Shortly before his speech, the Treasury Department’s Office of Tax Policy issued a new report on the research tax credit titled “Investing in U.S. Competitiveness: The Benefits of Enhancing the Research and Experimentation Tax Credit.” In its report, the Treasury Department said that in its current form, the Research and Experimental (R&E) credit provides the following benefits:
- A Cost-Effective Way to Encourage Research Spending: Treasury indicates that recent studies show that the credit produces approximately a dollar for dollar increase in current research spending and that this amount could be larger in the longer run.
- Nearly $9 Billion in Annual Tax Credits for Research: In Tax Year 2008, the most recent year for which corporate tax return data are available, 12,736 corporations claimed $8.3 billion in research credits and more than 64,000 individual taxpayers (includes S corporation shareholders and partners) claimed $463 million in research credits. (See Table 1 below for details of corporations claiming R&E Credit by industry for 2008).
- Support for High-Wage Jobs: Approximately 70% of research costs that qualify for the credit are labor costs. Therefore, the R&E tax credit provides valuable support for high-tech jobs. Much of the research that takes place in the United States is done by highly skilled employees, who earn higher than average wages. According to the National Science Foundation, in 2008 the average annual wage for individuals in science and technology occupations was about $74,950, compared to $42,270 for all occupations.

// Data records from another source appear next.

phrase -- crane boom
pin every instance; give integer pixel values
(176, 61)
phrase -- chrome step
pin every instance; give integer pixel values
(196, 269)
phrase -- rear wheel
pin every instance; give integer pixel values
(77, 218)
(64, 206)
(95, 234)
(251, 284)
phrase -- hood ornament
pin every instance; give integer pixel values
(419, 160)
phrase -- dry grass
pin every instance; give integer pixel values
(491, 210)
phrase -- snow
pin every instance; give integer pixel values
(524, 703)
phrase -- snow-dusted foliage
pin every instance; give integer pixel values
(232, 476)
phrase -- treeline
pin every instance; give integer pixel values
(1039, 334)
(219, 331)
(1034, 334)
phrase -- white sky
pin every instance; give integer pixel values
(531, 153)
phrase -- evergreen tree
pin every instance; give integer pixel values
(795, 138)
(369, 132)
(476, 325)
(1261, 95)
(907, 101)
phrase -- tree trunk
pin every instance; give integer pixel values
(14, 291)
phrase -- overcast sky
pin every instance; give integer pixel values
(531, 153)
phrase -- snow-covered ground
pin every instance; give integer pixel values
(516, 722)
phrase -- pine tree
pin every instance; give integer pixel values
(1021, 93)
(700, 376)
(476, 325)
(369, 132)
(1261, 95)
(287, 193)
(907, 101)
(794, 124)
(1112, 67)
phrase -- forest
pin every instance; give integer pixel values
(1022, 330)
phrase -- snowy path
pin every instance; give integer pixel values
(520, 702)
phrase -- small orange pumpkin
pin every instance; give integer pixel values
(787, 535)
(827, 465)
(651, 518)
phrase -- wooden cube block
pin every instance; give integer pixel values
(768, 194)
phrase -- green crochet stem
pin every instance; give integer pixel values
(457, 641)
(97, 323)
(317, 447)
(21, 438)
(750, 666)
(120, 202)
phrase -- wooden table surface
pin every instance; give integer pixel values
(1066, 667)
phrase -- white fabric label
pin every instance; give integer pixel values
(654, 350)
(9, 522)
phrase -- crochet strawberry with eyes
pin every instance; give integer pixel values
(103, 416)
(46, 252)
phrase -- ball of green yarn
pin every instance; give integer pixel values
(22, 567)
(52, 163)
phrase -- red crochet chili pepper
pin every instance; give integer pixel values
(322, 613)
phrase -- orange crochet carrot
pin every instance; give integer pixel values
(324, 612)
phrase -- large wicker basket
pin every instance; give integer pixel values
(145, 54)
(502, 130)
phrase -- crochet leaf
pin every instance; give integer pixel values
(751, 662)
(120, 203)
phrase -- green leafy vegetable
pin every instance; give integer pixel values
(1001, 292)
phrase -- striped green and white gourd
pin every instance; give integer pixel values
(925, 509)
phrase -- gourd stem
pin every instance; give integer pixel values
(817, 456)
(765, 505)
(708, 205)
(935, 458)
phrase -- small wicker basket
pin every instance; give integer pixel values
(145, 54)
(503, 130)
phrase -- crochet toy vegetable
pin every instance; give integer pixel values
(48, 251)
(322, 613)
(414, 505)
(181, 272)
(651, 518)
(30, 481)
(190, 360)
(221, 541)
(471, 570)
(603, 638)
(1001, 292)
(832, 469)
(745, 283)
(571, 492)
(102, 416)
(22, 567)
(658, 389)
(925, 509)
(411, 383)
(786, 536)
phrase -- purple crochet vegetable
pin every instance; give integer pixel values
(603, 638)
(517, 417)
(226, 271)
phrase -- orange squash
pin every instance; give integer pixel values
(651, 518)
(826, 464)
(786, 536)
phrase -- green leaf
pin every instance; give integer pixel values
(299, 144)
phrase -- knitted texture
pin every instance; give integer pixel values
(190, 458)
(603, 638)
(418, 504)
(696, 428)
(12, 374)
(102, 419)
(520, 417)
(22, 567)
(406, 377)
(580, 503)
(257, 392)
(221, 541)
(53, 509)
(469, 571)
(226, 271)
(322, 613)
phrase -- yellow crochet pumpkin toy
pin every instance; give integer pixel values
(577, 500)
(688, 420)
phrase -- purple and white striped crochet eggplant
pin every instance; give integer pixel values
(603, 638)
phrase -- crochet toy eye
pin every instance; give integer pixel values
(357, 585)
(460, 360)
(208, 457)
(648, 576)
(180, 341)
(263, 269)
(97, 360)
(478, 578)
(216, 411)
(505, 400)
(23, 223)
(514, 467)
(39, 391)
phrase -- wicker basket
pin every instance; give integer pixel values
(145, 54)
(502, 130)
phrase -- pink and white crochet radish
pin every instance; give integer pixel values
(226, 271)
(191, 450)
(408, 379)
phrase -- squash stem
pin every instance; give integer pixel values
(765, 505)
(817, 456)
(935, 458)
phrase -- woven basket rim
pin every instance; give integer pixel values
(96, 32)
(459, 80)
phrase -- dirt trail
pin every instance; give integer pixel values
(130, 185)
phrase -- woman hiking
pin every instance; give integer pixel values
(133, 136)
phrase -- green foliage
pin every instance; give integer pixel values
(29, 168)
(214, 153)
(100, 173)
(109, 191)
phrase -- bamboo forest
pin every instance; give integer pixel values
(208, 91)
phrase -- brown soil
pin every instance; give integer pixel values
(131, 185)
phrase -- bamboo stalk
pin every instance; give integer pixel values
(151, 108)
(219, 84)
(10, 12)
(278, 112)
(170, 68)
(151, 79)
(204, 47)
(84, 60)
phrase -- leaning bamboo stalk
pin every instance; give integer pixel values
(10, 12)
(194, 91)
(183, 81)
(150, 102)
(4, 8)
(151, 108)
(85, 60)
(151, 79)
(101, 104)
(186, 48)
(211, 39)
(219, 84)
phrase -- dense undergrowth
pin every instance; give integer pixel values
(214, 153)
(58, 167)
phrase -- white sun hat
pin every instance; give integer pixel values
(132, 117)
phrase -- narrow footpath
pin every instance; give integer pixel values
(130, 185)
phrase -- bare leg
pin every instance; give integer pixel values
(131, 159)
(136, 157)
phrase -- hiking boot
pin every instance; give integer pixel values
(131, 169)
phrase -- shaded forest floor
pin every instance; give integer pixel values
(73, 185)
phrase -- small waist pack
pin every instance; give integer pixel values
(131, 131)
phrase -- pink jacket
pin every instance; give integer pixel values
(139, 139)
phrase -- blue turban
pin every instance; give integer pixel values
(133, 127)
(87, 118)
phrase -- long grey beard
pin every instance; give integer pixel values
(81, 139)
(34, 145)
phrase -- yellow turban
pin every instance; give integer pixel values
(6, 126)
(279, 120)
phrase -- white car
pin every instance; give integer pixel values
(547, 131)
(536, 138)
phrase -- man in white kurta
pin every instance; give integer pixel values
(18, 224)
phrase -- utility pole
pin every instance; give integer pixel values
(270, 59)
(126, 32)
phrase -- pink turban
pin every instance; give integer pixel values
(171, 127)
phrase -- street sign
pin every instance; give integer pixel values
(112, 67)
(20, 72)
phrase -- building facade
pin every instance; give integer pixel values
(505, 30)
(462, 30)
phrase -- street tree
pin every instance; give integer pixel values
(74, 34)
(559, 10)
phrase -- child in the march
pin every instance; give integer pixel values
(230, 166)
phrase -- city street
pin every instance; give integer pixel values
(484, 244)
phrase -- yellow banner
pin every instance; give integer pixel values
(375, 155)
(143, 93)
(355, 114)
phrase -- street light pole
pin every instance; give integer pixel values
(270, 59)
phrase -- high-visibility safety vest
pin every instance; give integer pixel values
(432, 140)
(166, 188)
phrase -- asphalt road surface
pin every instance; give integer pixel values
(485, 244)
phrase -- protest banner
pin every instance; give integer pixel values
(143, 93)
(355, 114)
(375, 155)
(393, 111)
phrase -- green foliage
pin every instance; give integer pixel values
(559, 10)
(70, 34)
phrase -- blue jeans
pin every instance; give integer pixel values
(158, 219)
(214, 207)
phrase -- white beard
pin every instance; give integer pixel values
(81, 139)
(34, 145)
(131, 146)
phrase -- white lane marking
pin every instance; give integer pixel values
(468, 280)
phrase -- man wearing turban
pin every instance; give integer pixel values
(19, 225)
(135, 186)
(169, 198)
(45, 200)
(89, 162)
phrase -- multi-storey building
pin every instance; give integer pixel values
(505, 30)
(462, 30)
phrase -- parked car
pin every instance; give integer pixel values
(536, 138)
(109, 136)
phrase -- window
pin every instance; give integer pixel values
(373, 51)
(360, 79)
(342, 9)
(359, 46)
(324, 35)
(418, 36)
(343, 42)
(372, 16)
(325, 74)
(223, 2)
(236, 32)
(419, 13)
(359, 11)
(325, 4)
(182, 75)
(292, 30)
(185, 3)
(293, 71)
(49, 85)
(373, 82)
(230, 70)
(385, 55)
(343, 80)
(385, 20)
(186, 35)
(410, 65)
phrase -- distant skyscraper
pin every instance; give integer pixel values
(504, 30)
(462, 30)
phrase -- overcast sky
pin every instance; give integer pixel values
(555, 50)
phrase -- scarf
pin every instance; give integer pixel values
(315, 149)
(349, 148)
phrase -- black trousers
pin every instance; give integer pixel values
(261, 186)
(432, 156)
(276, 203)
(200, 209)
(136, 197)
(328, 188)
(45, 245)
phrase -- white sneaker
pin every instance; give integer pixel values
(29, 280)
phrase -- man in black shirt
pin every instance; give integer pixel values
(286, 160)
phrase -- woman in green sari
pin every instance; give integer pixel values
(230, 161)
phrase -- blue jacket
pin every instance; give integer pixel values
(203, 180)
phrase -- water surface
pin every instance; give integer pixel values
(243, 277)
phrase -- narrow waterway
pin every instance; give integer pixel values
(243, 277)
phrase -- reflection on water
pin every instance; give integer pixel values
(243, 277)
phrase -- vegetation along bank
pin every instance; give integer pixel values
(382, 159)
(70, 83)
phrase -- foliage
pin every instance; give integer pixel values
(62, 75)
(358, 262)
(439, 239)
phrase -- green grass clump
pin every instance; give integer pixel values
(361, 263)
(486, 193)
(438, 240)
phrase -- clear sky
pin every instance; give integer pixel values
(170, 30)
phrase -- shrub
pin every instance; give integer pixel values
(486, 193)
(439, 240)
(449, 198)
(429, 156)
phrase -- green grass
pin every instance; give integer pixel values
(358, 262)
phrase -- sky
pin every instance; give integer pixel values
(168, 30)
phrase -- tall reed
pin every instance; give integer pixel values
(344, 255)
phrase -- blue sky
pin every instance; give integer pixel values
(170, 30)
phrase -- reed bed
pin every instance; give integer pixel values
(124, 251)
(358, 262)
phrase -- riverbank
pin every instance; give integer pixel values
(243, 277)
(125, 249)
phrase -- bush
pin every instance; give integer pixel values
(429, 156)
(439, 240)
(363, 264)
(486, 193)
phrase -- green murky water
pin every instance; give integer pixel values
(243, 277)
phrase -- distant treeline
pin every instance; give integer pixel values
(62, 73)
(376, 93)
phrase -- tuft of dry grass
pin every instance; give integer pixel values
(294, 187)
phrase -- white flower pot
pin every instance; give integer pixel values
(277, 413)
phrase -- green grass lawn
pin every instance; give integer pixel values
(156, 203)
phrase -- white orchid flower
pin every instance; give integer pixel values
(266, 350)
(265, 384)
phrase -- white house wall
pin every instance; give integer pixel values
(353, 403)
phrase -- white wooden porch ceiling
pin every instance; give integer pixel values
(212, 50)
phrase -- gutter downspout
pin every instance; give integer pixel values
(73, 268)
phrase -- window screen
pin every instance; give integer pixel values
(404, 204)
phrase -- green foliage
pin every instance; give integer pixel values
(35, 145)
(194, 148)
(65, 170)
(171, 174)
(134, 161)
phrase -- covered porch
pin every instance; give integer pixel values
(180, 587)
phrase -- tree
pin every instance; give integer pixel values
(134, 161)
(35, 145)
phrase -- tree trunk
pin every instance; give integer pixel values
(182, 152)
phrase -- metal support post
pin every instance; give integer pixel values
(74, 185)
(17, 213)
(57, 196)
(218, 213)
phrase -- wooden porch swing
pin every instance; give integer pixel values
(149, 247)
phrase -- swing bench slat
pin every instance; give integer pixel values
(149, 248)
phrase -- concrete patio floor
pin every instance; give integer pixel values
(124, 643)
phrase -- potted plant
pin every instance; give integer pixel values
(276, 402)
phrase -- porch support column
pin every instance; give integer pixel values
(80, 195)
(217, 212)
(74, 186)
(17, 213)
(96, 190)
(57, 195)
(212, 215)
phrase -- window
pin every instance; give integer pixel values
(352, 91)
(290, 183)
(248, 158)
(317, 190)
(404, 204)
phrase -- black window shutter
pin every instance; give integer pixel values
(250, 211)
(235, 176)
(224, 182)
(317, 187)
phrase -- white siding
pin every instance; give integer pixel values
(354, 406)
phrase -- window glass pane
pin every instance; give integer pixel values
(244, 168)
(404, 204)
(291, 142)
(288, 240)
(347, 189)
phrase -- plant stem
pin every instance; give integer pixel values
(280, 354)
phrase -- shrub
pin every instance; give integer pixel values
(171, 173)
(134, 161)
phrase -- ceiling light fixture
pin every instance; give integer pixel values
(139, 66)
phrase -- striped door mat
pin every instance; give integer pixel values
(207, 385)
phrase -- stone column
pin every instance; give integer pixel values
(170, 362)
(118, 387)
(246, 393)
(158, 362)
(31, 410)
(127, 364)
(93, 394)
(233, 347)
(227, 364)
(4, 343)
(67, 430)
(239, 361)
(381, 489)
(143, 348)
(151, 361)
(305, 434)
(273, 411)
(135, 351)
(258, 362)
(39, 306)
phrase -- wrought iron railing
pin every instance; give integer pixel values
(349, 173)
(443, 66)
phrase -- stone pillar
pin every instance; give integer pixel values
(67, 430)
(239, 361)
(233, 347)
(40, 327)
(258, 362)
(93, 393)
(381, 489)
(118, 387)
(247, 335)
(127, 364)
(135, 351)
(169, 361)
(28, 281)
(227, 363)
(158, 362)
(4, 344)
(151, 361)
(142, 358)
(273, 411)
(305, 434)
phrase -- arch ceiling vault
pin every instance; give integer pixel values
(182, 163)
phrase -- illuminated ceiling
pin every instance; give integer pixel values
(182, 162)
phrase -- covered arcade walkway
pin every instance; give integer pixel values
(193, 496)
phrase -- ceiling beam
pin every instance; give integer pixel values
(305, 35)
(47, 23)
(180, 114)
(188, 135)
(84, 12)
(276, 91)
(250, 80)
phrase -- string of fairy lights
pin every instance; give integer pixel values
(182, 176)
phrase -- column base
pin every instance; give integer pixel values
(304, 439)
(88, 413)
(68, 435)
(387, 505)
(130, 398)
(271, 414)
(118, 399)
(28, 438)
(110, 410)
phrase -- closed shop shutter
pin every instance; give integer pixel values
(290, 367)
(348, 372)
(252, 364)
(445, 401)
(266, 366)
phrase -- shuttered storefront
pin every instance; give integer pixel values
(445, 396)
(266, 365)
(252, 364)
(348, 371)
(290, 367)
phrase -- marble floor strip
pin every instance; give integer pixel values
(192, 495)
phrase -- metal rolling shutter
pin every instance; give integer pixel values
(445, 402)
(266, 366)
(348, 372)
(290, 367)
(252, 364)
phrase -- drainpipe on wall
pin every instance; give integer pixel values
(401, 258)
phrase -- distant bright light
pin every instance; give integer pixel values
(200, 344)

The Treasury report also outlined the Administration’s proposal to expand, simplify and make permanent the R&E credit. The administration’s proposal would:
- Leverage More Than $100 Billion in Domestic Private-Sector Research over the Next 10 Years: The Administration’s proposal to expand the credit and make it permanent will provide approximately $106 billion in credits from Fiscal Year 2012 through Fiscal Year 2021. Given that research shows the credit produces a dollar for dollar increase in research spending in the short run, the expectation is that a permanent credit would result in at least an equal increase in private-sector research spending over the next decade, all of which will occur in the United States. Research also suggests that the long-run impact of the credit could be even greater.
- Support Nearly 1 Million Research Workers in the U.S.: The Administration’s proposal for a permanent and enhanced R&E tax credit will provide an incentive for undertaking research activity in the United States. Companies receiving the credit employ nearly 1 million domestic workers conducting research.
- Increase the Total Amount of the Credit by 20%: The Administration’s proposal to increase the rate of the alternative simplified R&E tax credit from 14% to 17% will enhance the incentive to increase research activity.
- Increase Use of the Simpler Version of the Credit: Expanding the alternative simplified credit will make it more appealing and encourage more companies to choose the simpler version of the credit.
- Strengthen the Credit’s Incentive Effect: A permanent R&E tax credit would improve its incentive effect by providing businesses with certainty that they can make investments in long-term research projects and benefit from the credit over the course of the project. The report notes that the R&E credit has been extended on a temporary basis 14 times since its inception in 1981, often retroactively.
Table 1 below shows the amount of the R&E credit claimed by corporations in Tax Year 2008 by industry sector. It shows that corporations in the manufacturing sector accounted for about 43% of all corporations claiming the credit and for almost 69% of the total dollar amount of credits claimed.
In the manufacturing sector, computer and electronic product manufacturing, chemical manufacturing, and transportation equipment manufacturing accounted for 31.5%, 25.9% and 20.5%, respectively, of the total manufacturing credits claimed in 2008.
A) Corporations included in this count are C corporations, i.e., corporations subject to an entity level tax. Tax credits earned by corporations that are not subject to an entity level tax, such as S corporations, flow through to their shareholders and are claimed on the shareholder’s individual income tax return. The same is true for tax credits earned by partnerships, which flow through to the partners. >
The Treasury Report notes that uncertainty about the credit’s temporary nature, and the complexity of calculating it, have potentially limited the incentive effect of the R&E credit in the past. The Administration’s proposal seeks to address both of these areas.
The current R&E credit is scheduled to expire on December 31, 2011. Its fate and future lies somewhere within the current budget battle in Congress.